There is also the case of Robert Pickton, the British Columbia pig farmer, who was charged and convicted with the second degree murder of six women and 20 other women, most of them prostitutes or drug addicts, between 1983 and 2002. On the first day of his trial in January 2007, the Crown mentioned in court that Pickton had admitted to killing 49 women to an undercover police officer. He regretted not completing 50 because he was “sloppy.” Pickton was given a life sentence in December 2007 with no parole for 25 years.

Canada’s most notorious rapist and killer couple title, however, must go to Karla Homolka and Paul Bernardo. The serial rapist stories emerged in 1987. Bernardo had completed studies in Economics at the University of Toronto Scarborough Campus (UoT). He planned to become an accountant. He raped at least two dozen girls between 1987 and 1993. He and his wife Homolka also raped, videotaped and murdered three teenage girls, one of them Karla’s 15-year-old sister Tammy. She was offered as gift to Bernardo who was upset because Karla was not a virgin when he met her. Tammy and two other girls — Leslie Mahaffy and Kristen French, both 15 — were not only sexually assaulted but also lost their lives after being drugged by Homolka and raped by Bernardo.

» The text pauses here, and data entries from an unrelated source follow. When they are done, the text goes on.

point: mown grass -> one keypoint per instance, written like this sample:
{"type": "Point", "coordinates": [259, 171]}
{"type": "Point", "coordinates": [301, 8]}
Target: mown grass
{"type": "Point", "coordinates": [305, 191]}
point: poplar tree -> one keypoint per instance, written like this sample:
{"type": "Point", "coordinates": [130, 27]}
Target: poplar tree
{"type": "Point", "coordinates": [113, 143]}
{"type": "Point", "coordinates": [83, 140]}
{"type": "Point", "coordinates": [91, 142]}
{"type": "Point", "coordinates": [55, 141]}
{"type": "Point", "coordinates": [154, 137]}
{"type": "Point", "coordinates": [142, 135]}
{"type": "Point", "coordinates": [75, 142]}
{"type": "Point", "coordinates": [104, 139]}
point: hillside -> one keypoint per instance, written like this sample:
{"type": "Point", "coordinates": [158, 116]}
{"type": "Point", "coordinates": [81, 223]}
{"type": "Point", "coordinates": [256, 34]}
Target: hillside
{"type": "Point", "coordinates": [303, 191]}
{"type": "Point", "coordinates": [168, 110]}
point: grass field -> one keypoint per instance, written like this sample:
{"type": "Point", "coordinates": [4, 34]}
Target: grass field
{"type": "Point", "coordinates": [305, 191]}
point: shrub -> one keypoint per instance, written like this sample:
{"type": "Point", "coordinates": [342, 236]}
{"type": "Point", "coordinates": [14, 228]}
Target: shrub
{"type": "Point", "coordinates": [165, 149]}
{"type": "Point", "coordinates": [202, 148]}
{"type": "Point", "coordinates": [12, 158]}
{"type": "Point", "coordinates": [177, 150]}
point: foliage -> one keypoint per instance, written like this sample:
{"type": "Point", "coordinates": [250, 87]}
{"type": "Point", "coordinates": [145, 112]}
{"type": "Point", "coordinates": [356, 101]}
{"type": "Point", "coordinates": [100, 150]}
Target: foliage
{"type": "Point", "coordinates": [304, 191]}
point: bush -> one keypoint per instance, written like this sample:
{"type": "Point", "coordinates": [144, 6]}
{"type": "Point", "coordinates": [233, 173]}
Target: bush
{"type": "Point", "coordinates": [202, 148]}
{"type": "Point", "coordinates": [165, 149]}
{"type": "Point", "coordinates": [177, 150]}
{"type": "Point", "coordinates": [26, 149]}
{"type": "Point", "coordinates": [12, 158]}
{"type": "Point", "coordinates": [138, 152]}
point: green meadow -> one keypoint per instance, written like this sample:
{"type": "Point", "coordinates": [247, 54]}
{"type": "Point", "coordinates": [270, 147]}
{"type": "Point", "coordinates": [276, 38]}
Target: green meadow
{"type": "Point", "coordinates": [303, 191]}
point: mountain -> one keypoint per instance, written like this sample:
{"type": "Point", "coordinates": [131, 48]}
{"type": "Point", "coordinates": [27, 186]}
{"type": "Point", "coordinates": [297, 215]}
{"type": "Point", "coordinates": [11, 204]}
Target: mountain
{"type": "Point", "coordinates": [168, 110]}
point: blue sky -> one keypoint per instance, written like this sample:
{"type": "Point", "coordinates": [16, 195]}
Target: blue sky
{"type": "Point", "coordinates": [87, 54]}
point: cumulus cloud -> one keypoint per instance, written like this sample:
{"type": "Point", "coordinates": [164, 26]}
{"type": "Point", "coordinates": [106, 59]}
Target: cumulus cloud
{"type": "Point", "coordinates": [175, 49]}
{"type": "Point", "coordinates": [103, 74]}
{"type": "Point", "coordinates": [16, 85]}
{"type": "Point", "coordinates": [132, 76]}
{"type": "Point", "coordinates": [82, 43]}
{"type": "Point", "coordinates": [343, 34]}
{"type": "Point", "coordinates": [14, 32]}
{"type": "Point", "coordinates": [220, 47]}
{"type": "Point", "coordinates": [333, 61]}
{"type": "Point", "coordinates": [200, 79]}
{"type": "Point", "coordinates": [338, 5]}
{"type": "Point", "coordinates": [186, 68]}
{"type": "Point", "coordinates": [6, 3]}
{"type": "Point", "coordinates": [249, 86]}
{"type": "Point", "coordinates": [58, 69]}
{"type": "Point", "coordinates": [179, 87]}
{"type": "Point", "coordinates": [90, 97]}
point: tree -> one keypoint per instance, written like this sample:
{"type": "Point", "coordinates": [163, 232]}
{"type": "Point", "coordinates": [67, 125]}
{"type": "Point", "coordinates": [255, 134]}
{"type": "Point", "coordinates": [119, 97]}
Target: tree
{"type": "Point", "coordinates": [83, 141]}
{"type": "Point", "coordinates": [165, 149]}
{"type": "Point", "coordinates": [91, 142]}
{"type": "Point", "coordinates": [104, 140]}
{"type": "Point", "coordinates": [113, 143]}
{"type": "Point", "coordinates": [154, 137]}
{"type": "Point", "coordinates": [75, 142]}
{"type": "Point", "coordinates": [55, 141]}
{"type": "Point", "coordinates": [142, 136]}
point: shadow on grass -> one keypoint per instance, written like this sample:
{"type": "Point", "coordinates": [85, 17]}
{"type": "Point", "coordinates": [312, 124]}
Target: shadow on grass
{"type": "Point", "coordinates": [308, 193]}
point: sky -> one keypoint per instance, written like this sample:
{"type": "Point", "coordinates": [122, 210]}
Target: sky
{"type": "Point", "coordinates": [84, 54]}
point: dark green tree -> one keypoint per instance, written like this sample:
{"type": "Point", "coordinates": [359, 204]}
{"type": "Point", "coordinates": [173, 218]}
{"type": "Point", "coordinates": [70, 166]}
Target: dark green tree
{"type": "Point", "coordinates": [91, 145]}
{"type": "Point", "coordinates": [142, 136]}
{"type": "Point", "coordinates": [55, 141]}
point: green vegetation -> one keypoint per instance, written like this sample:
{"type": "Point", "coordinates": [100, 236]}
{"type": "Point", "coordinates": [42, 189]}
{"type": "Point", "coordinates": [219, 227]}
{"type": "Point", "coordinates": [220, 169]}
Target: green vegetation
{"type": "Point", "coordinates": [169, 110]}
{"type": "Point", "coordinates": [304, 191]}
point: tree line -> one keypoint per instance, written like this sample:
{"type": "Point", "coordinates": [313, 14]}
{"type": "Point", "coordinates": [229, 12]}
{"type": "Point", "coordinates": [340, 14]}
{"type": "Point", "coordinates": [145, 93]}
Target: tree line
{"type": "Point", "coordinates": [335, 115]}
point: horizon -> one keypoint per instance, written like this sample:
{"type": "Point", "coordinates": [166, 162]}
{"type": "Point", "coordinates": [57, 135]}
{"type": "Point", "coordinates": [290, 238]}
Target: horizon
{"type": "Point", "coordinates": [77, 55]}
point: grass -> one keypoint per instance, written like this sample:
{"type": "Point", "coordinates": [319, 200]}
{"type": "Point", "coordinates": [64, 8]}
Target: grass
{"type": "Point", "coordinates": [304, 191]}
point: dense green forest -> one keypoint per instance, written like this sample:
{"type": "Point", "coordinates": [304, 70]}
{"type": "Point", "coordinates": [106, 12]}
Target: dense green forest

The pair was not caught until some friends of Bernardo’s notified the police that he matched the description of the serial killer. Further information emerged after a particularly vicious beating of Homolka by Bernardo in 1993 when they split up and Homolka, afraid that the police were closing in on them, went to see a lawyer. Both were convicted in 1995. Homolka served a 12-year jail sentence and is already out. Bernardo must serve 25 years without parole. He is currently serving time in Kingston’s Penitentiary.

There is one other point worth mentioning. Bernardo was a friend of Colonel Russell Williams, Base Commander of CFB Trenton, the largest air force base in Canada, who was arrested and charged with murdering two women, and raping many others. He was convicted in October 2010. Williams and Bernardo were friends when they studied at the UoT Scarborough campus.

Tragic as these cases are and even as the police arrested and secured conviction of the rapist-murderers, the question we need to ask is: why are such cases so prevalent in Western societies? Why are there so many men abducting and raping women and girls when there are no restrictions — legal, moral or other — on sex between consenting adults? Even parents do not mind their daughters having affairs with multiple partners. And why are men going after young girls, even children when adult girls are freely available?

It is time to look at the values that spawn such behaviour. It is not enough to prosecute the offenders that get caught. There are many more cases of men raping women and getting away with it because they go unreported. This is especially true on university campuses where girls are expected to conform to certain norms. Unfortunately, the problem has seeped into high schools as well. According to some estimates, at least 38% of students have had sexual encounters by the time they graduate from high school, that is by age 18. This is deeply troubling and needs serious attention.